Research on the different functions dictated by the left or right side of the brain has been abundant, particularly in the last decade as those in neuroanatomy and neuroscience work to map the nervous system and the human brain. But often lacking in the science of brain lateralization is a sense of how we, as beings, are affected by what’s happening in each hemisphere.
First-time author James Olson dives deep into interdisciplinary studies in order to bring fresh perspective to the issue. Drawing on philosophy, science, theology, sociology, political science, and anthropology, Olson expertly culls insight from each discipline in order to create intriguing theories about how the brain can distort our perceptions and drive our actions based on which hemisphere is more dominant.
His interest isn’t merely academic; he believes that understanding the brain more fully can lead to personal and cultural transformation and lead to peace on both an individual and global scale. “Peace, like everything else, is an energy, and the two brain hemispheres process energy in radically different ways (one unifies, one separates),” he writes. People tend to direct energy toward either peace or conflict, and this push toward one or the other depends on which brain hemisphere is dominant, Olson notes.
For example, he posits, political conservatives tend to have left-brain values, which concern individual rights and responsibilities, whereas liberals lean toward right-brain values, which tap into collective needs and teamwork. Olson doesn’t claim that one side or the other is “good,” merely that their differences lead to polarization within groups.

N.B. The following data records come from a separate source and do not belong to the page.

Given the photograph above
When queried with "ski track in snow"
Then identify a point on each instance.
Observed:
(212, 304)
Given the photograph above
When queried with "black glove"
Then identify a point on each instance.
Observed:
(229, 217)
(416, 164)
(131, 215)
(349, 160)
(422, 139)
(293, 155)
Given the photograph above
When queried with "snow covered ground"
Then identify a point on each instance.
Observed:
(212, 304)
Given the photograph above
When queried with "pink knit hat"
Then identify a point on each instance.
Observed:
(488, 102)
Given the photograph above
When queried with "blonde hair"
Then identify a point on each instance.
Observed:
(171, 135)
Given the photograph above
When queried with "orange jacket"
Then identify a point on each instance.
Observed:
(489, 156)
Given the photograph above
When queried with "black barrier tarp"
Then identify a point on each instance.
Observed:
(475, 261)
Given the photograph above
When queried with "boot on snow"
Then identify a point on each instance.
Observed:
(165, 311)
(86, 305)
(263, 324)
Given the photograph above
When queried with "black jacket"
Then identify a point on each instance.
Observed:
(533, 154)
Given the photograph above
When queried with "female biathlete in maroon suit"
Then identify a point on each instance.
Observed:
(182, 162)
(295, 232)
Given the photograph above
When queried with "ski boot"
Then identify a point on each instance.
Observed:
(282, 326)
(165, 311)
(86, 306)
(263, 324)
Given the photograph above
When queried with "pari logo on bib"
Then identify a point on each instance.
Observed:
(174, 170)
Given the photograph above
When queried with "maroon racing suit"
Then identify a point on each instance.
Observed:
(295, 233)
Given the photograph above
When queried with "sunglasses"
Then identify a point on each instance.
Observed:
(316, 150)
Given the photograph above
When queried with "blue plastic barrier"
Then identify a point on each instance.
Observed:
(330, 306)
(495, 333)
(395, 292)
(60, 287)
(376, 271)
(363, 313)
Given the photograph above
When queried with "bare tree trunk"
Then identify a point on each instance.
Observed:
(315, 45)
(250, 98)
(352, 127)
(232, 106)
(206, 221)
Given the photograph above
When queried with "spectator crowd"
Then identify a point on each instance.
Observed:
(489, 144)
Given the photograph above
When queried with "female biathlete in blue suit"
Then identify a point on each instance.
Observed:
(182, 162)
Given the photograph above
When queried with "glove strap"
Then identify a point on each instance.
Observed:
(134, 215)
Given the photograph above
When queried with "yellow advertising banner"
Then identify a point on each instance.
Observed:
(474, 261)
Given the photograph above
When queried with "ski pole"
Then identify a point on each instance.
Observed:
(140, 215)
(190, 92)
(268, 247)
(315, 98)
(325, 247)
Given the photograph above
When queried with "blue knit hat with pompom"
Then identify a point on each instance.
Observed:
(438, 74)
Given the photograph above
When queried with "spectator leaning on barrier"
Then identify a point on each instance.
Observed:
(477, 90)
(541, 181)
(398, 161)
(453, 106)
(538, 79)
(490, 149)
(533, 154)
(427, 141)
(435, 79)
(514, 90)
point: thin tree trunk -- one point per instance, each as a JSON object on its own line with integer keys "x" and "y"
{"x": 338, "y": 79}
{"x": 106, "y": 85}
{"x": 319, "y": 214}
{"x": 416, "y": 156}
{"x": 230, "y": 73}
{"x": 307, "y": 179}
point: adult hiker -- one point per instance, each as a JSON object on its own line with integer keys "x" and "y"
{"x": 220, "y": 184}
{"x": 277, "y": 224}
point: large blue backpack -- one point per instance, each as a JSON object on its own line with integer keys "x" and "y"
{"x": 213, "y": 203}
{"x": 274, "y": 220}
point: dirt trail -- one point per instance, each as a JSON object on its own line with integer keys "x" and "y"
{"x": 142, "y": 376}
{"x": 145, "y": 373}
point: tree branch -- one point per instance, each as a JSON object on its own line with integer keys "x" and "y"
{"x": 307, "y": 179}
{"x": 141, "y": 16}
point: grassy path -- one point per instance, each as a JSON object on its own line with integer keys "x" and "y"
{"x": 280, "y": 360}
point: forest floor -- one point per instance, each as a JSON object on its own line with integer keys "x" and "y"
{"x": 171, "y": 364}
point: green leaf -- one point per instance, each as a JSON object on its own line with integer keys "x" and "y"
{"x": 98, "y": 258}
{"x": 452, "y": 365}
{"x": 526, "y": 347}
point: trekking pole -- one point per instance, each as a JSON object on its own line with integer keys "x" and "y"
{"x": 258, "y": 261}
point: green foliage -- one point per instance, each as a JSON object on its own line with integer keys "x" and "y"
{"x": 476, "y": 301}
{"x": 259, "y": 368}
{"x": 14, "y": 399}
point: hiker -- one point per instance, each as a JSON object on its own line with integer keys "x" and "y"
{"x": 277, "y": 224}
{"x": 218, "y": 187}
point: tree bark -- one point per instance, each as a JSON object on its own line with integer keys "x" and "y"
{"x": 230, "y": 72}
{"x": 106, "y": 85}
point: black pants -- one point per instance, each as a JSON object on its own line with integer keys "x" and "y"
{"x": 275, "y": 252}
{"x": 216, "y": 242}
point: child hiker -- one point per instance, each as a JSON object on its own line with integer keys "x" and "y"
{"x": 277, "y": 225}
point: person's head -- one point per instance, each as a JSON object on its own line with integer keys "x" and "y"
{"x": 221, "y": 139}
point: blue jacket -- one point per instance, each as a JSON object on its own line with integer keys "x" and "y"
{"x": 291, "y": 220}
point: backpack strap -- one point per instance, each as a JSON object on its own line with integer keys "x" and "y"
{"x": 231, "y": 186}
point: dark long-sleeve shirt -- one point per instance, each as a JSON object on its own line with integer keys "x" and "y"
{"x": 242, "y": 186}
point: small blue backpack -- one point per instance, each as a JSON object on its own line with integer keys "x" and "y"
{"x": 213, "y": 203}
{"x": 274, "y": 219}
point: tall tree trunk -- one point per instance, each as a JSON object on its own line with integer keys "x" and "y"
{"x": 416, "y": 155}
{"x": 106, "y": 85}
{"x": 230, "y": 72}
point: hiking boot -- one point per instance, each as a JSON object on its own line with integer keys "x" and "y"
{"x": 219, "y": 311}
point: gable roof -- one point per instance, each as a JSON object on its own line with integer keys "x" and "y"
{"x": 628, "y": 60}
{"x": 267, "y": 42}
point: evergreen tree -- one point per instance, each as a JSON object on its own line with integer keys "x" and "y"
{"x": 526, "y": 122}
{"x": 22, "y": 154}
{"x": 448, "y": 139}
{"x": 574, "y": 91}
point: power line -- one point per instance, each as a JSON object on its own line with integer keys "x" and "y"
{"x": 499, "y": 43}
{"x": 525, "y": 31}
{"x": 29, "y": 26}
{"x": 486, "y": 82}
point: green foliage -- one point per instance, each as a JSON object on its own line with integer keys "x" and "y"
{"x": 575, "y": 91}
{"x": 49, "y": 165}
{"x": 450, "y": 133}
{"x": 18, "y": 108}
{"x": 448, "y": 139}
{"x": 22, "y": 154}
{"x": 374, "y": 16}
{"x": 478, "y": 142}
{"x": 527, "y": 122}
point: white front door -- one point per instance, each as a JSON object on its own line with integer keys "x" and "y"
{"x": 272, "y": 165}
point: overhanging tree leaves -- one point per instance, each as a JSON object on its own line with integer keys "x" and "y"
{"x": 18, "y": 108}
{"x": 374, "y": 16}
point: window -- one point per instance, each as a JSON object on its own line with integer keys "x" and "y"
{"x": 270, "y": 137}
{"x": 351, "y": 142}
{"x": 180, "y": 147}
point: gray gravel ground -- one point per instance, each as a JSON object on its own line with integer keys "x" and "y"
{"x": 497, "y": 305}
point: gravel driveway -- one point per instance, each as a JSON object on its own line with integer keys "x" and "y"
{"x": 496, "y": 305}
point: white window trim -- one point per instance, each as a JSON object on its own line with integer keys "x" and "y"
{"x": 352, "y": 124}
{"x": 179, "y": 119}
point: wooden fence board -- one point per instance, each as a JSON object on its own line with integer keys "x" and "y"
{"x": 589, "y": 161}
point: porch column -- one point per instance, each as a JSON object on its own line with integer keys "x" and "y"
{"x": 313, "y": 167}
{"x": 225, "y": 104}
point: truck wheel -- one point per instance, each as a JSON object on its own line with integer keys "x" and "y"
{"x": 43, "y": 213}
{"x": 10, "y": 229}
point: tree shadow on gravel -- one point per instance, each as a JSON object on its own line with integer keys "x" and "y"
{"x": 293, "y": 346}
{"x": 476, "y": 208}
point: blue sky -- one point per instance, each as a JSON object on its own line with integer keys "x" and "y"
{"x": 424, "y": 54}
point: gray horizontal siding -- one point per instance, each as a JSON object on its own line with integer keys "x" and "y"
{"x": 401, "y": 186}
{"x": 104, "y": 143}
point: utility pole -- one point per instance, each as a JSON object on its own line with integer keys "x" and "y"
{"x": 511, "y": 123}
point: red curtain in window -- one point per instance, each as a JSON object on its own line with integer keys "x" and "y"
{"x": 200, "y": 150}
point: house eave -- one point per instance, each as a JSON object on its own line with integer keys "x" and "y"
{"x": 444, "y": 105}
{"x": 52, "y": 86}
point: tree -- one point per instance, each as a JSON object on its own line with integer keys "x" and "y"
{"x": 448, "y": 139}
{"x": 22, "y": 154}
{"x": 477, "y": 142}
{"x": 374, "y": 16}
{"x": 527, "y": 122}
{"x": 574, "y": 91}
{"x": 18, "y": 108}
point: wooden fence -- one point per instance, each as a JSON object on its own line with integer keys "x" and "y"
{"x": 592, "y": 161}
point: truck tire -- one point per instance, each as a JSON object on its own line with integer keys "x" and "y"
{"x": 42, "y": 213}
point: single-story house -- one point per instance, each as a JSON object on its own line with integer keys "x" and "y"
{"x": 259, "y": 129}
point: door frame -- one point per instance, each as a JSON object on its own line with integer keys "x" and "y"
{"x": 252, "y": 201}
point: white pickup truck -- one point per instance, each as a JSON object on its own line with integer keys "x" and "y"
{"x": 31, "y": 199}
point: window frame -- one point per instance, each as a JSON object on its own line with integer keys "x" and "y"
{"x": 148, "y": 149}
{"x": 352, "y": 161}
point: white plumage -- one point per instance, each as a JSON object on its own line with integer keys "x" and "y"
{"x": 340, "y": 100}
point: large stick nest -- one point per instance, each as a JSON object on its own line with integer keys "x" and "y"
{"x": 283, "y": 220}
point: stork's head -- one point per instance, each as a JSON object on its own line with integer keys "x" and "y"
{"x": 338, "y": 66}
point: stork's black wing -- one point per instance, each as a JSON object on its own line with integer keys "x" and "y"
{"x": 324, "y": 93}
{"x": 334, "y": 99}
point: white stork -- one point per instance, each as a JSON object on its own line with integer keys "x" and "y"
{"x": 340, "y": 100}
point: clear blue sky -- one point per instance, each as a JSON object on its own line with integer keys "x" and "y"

The dualistic perspective of the left brain, for instance, separates everything that comes into its view, leading to clashes about political affiliation, abortion, homosexuality, and other hot button issues. Although the right brain can see both perspectives, there are many factors that can keep it from producing clear and accurate perceptions of the same issues.
In putting together his theories, Olson turns often to works of spiritual insight, which he calls “modern revelation,” and notes that his thought was heavily influenced by works like The Urantia Book and A Course in Miracles. These books, along with Eastern and Western philosophy, provide a framework in which Olson creates a unique perspective. He writes, “[T]he more mundane perspective of science is given added dimensionality with the addition of a fully elaborated spirit-based perspective.”
For those looking to understand the brain in a radically different way, Olson offers a multi-disciplinary view that’s intriguing. His ability to articulate how brain dominance affects issues like corporate motivation and government action proves compelling, and creates a guide on how to achieve personal transformation as well as peace on a larger scale.